Michel Temer já avançou, recuou, desistiu e desistiu da desistência várias vezes em seu governo, que acaba amanhã. Em quase todas, a ginástica teve o objetivo de salvar a própria pele, e foi bem sucedida. Afinal, são raros os casos de presidentes que conseguem escapar a duas votações de pedidos de impeachment pela Câmara no espaço de poucos meses. Mais raro ainda, certamente inédito, é o chefe do Executivo conseguir chegar ao último dia de seu mandato constitucional – para o qual sequer foi eleito – sendo alvo de três denúncias da Procuradoria Geral da República por corrupção.
Então, minha gente, é preciso reconhecer que Michel Temer, apesar dos pesares – e a impopularidade é só um deles -, é um gênio da raça no quesito sobrevivência. E não deve causar espanto que, até o último minuto do mandato, ele esteja agindo de olho nela. É isso, portanto, que está sendo levado em conta na decisão de não (pelo menos neste momento) assinar o indulto que poderia tirar milhares de presos da cadeia nessa virada do ano.
A última versão do texto, aquela que Michel quase assinou, excluía do benefício os crimes por corrupção. Ainda assim, beneficiaria muitos condenados que lotam o sistema carcerário e conta com o apoio da Defensoria Pública, de entidades de Direitos Humanos, de advogados e especialistas do Direito.
Por que o presidente perdeu a caneta na última hora? Porque, segundo amigos, não quer melindrar nenhum dos ministros do divididíssimo Supremo Tribunal Federal, que não conseguiu ainda chegar a uma conclusão sobre o indulto que ele concedeu no ano passado. Aliás, a maioria do STF já tomou posição favorável ao indulto, mas o lado perdedor não permitiu a conclusão do julgamento.
Na visão de alguns conselheiros do ainda presidente, editar um novo indulto sobre o antigo, que não teve ainda sua validade referendada, poderia ferir suscetibilidades supremas – tudo o que Michel não quer e não pode fazer hoje.

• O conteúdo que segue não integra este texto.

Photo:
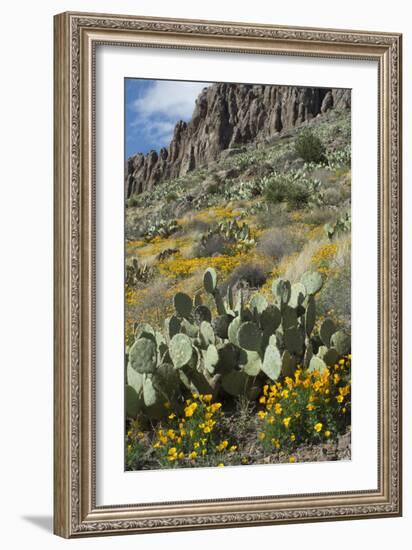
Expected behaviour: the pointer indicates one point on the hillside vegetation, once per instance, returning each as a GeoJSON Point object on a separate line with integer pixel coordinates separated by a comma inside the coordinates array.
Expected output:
{"type": "Point", "coordinates": [238, 304]}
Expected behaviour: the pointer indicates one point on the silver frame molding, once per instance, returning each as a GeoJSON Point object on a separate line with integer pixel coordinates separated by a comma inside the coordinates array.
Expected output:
{"type": "Point", "coordinates": [75, 39]}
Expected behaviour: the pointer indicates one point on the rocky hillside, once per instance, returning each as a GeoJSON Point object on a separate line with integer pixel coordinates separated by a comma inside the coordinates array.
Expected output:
{"type": "Point", "coordinates": [226, 117]}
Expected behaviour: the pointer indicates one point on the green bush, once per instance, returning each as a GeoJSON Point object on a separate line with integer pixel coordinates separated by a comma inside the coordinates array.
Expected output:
{"type": "Point", "coordinates": [132, 202]}
{"type": "Point", "coordinates": [289, 190]}
{"type": "Point", "coordinates": [309, 147]}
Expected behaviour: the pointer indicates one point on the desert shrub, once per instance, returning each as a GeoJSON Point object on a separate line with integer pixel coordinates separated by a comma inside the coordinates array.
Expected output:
{"type": "Point", "coordinates": [309, 147]}
{"type": "Point", "coordinates": [132, 202]}
{"type": "Point", "coordinates": [196, 226]}
{"type": "Point", "coordinates": [252, 274]}
{"type": "Point", "coordinates": [214, 188]}
{"type": "Point", "coordinates": [318, 215]}
{"type": "Point", "coordinates": [212, 244]}
{"type": "Point", "coordinates": [274, 215]}
{"type": "Point", "coordinates": [278, 242]}
{"type": "Point", "coordinates": [289, 189]}
{"type": "Point", "coordinates": [309, 408]}
{"type": "Point", "coordinates": [332, 196]}
{"type": "Point", "coordinates": [340, 157]}
{"type": "Point", "coordinates": [171, 196]}
{"type": "Point", "coordinates": [191, 439]}
{"type": "Point", "coordinates": [335, 298]}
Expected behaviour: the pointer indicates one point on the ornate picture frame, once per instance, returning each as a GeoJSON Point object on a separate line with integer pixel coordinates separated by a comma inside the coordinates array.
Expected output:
{"type": "Point", "coordinates": [76, 512]}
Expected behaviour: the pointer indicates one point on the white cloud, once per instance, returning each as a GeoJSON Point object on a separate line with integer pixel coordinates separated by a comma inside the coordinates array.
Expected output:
{"type": "Point", "coordinates": [174, 100]}
{"type": "Point", "coordinates": [162, 105]}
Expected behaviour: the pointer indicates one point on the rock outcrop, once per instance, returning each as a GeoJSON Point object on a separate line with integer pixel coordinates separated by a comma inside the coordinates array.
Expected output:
{"type": "Point", "coordinates": [228, 116]}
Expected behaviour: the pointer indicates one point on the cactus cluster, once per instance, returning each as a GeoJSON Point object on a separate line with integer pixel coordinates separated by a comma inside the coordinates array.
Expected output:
{"type": "Point", "coordinates": [137, 273]}
{"type": "Point", "coordinates": [233, 233]}
{"type": "Point", "coordinates": [232, 348]}
{"type": "Point", "coordinates": [342, 225]}
{"type": "Point", "coordinates": [165, 254]}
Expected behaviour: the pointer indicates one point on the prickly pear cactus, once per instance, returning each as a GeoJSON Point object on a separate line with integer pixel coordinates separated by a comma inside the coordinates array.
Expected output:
{"type": "Point", "coordinates": [232, 349]}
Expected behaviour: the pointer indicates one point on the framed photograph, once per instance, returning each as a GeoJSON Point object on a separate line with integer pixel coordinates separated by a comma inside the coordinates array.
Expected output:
{"type": "Point", "coordinates": [227, 274]}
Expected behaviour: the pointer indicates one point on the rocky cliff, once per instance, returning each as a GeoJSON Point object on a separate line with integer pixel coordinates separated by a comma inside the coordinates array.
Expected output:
{"type": "Point", "coordinates": [227, 116]}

Afinal, duas de suas denúncias ainda estão lá, aguardando a terça-feira, quando ele perde o foro de presidente da República. Em tese, esses casos serão remetidos à primeira instância. A forma e a velocidade com que isso vai acontecer – bem como a decisão sobre o destino da terceira denúncia – vão depender, sobretudo, dos humores dos ministros do STF.
Michel, que vem conduzindo uma transição civilizada e até fidalga de governo para Jair Bolsonaro com o objetivo de manter boas relações com o futuro poder, já perdeu o medo de sair diretamente da rampa do Planalto para um camburão.
Ao que parece, estão sendo bem sucedidas as articulações que o presidente da República vem fazendo enquanto ainda está no cargo. O que se diz no establishment político-judicial é que são bastante remotas as chances de ele vir a ser preso no curto prazo. Depois,tem o tempo dos processos, as idas e vindas judiciais, a idade, etc.
Ainda que, do outro lado, no Brasil real, um monte de gente sem-indulto vá continuar trancafiada neste fim de ano.